NBA Playoffs Conference Finals

Thankfully the Celtics and Wizards delivered us one 7-game series in what was an otherwise surprisingly non-competitive second round. John Wall and Isiah Thomas both had breath-taking moments, but in the end, it was the notoriously cold-blooded Kelly Olynyk who closed out the Wizards just as the model predicted (OK, maybe not that last part). In the Western Conference, the Warriors are clearly bored, and the Spurs took down the Rockets in one of the strangest, most anti-climactic elimination games I have ever seen. Let’s hope that James Harden gets his talents back from the aliens in time for next season.

Model Predictions

Through two rounds, the model is 11 for 12 on series predictions. The one miss was picking the Raptors over the Cavaliers. As we explained in our round 2 preview, our model has historically struggled in predictions with Lebron-led teams, as he has the ability to coast through the regular season, and then bring his game back to best-in-the-world level in the post-season (more on the Cavaliers later). Below is the updated Model 284 playoff bracket. Conference Finals probabilities have been calculated after adding the results of rounds 1 and 2 into our playoff data to further train the models. Our model-generated predictions are siding with the favorites – the Golden State Warriors (66%) and the Cleveland Cavaliers (59%). All three of our models picked the Warriors over the Spurs. On the other side of the bracket, two of the three models chose the Cavaliers while the third sided with the Celtics.

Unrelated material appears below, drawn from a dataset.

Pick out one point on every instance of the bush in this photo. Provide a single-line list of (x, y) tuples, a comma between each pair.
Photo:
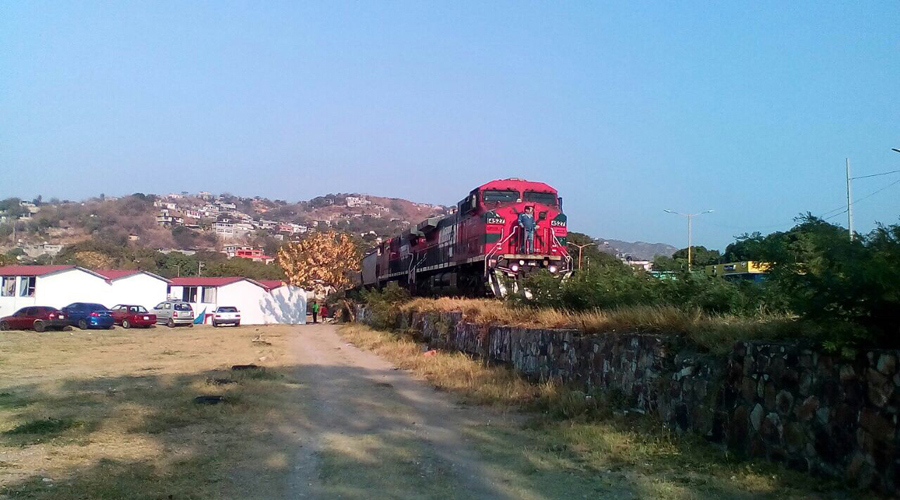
[(610, 287), (384, 305)]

Below are the probabilities of the 4 remaining teams advancing to the Finals and winning the Championship.


Cleveland’s Improvement

Data from the regular season suggests that the Cavaliers were a good, but not elite team this year, which is reflected in our predictions for them. However, through the first two rounds of the playoffs, the Cavs have gone 8-0 and look like the most serious threat to Golden State. This improvement can be mostly attributed to their success on the offensive end. So far, Cleveland is scoring 115 points per game in the playoffs and shooting a blistering 44% on three-point attempts. Both of these numbers are significantly better than what they did in the regular season. The chart below shows points per game by three-point percentage for all NBA teams this season. The blue dot represents the Cavaliers regular season numbers, while the red represents what they have done in the playoffs so far.

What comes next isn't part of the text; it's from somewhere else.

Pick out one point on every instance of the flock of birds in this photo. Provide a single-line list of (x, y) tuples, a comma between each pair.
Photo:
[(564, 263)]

The Cavaliers have made subtle improvements on the defense side as well. Through 8 playoff games, they are at least playing above-average defense. Considering that Deron Williams, Richard Jefferson, Channing Frye, and Kevin Love play significant minutes, slightly above average may be their peak on that end of the floor. The chart below shows opponent points per game by opponent effective field goal percentage.

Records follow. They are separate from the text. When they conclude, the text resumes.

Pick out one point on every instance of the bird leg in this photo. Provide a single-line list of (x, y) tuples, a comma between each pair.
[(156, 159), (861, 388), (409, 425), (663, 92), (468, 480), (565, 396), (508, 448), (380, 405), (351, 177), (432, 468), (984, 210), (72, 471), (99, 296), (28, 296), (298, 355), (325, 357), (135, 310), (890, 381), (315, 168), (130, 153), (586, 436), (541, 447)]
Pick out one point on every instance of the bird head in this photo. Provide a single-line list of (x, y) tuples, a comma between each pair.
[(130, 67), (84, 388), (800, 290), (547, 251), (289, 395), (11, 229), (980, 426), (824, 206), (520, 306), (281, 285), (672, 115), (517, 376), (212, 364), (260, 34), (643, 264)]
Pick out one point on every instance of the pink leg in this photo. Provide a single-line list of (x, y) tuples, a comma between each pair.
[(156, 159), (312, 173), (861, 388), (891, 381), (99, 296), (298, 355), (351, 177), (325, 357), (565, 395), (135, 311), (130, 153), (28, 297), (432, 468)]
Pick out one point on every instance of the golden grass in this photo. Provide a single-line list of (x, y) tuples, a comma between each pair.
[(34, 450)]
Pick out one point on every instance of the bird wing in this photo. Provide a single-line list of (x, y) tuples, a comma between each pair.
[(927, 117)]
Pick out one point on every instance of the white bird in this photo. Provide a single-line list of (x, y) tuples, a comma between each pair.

Cleveland’s three-point shooting success is driven by Lebron’s ability to get to the rim and throw darts to shooters all over the floor with pin-point accuracy. Lebron and Kyrie Irving are both good scorers themselves, but this team is most dangerous when J.R. Smith, Kevin Love, and Kyle Korver can step into wide open threes. It will be interesting to see how Boston defends the Cavaliers. Perhaps the best way to play them is to stick to their shooters like glue, and force Lebron to score 40-50 himself.